Cross Site History Manipulation resolution

Question

We have developed a new application, and before moving the changes we did a static scan of code using checkmarx. There is a medium level vulnerablity that is found in the code named Cross Site History Manipulation.

This is detacted in the JSP page where I am validating the session values :

if(request.getSession().getAttribute("sesStrUID")!=null)

Can you please help me understand this vulnerabilty and what should be done to eliminate this?

Answer 1

Here's the answer I got from Alex Roichman, Chief Software Architect @ Checkmarx:

Cross-site history manipulation is a browser same origin policy breach where it’s possible to know a state of a condition from another origin. For example, many sites check if a user was authenticated prior to showing them his private data. This can be done by following code:

If (!IsAuthenticated())
          Redirect “login.jsp”

By using XSHM it’s possible from another site to know if a user is currently authenticated to that site.

Now let’s look for a given line:

if(request.getSession().getAttribute("sesStrUID")!=null)

This line seems to check if a user has a session or even already authenticated. Since inside ‘if’ statement there is ‘redirect’, it’s possible for any other site to know that request.getSession().getAttribute("sesStrUID")!=null or if a user was already authenticated.
Thus this result is true and it has nothing with old or modern browsers: all modern browsers provide an access to history.lengh, this property can lead to privacy violation via XSHM, and there is no simple fix because of backward compatibility issues.

X-Frame-Options: DENY can protect against the IFrame version of XSHM, but old browsers don’t support this option.

Edit after SilverlightFox's answer

I agree we have very similar answers.

Still, concerning:

"3xx redirects do not cause the value of history.length to be increased in modern browsers"

This is right and XSHM is based exactly on this.

Look for the following attack scenario:

1. Open ‘Login.jsp’ in an IFrame - now history contains ‘login.jsp’ on top of it.
2. Open ‘ShowSecretInfo.jsp’ - if a server will redirect to ‘Login.jsp’ with 3xx, then history.length will remain the same, if a server will show ‘ShowSecretInfo.jsp’- history.length will be increased by 1.

and this means that an attacked user is authenticated – privacy violation.

Answer 2

This is more a browser vulnerability than a website vulnerability in Internet Explorer from 2010:

Checkmarx Research Labs has identified a new critical vulnerability in Internet Explorer (other browsers are probably exposed the same way) that would allow hackers to easily compromise web applications.

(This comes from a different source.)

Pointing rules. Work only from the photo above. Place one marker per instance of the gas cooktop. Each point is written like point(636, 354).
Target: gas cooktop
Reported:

This is a violation of the Same Origin Policy by the browser and it is not something you should be fixing in your web application. The vulnerability reported is probably referring to a redirect you are doing based on your

request.getSession().getAttribute("sesStrUID")!=null

condition. It is saying that if you're redirecting server side based on the session sesStrUID value, then an attacker could IFrame your website, and if it detects that you are redirecting it can infer whether sesStrUID is null or not.

This is only a problem if your users are using a broken browser. If your users are using modern browsers then this is not worth fixing IMO. If you want to be extra safe and also protect against clickjacking attacks, you could output the X-Frame-Options: DENY HTTP header to prevent framing. Please note that this would only protect you against the IFrame version of the attack. For other attack vectors discussed in depth, check out this XSHM paper.

Edit after @adar's answer:

Adar's answer is very similar to mine and contains much the same information, except that the poster states that this is still an issue.

However, XSHM is not a problem if you are redirecting server side via the location HTTP header. HTTP 3xx redirects do not cause the value of history.length to be increased in modern browsers, so this cannot be used to determine whether the user is logged into a particular site.

If you are outputting JavaScript code to redirect after your

if(request.getSession().getAttribute("sesStrUID")!=null)

code then XSHM is an issue, if you are redirecting server side

<%
    String redirectURL = "http://example.com/myJSPFile.jsp";
    response.sendRedirect(redirectURL);
%>

then you are not vulnerable.

Edit after @adar's answer II:

@adar is correct: If you try the following attack scenario:

1. Open Login.jsp in an IFrame - history contains Login.jsp.
2. Open ShowSecretInfo.jsp - if the server then redirects to Login.jsp with HTTP 3xx, then history.length will remain the same, if a server shows ShowSecretInfo.jsp - history.length will be increased by 1.

Therefore if history.length increases, you can determine that the user is logged in. I could recreate the above with IE 11 and Firefox 33.1 on Windows 7. Chrome 39 is not vulnerable in this way from my tests, but it is in another:

Assuming that /ShowSecretInfo.jsp redirects to /Login.jsp (with no query) if the user is not logged in.

1. Open /ShowSecretInfo.jsp in an IFrame - history contains /ShowSecretInfo.jsp.
2. Set the IFrame src to /Login.jsp - if history.length does not increase, then you know the user is logged in.

It appears that Chrome does not try to redirect if the src is already set to the current URL. I could also recreate this in IE and Firefox.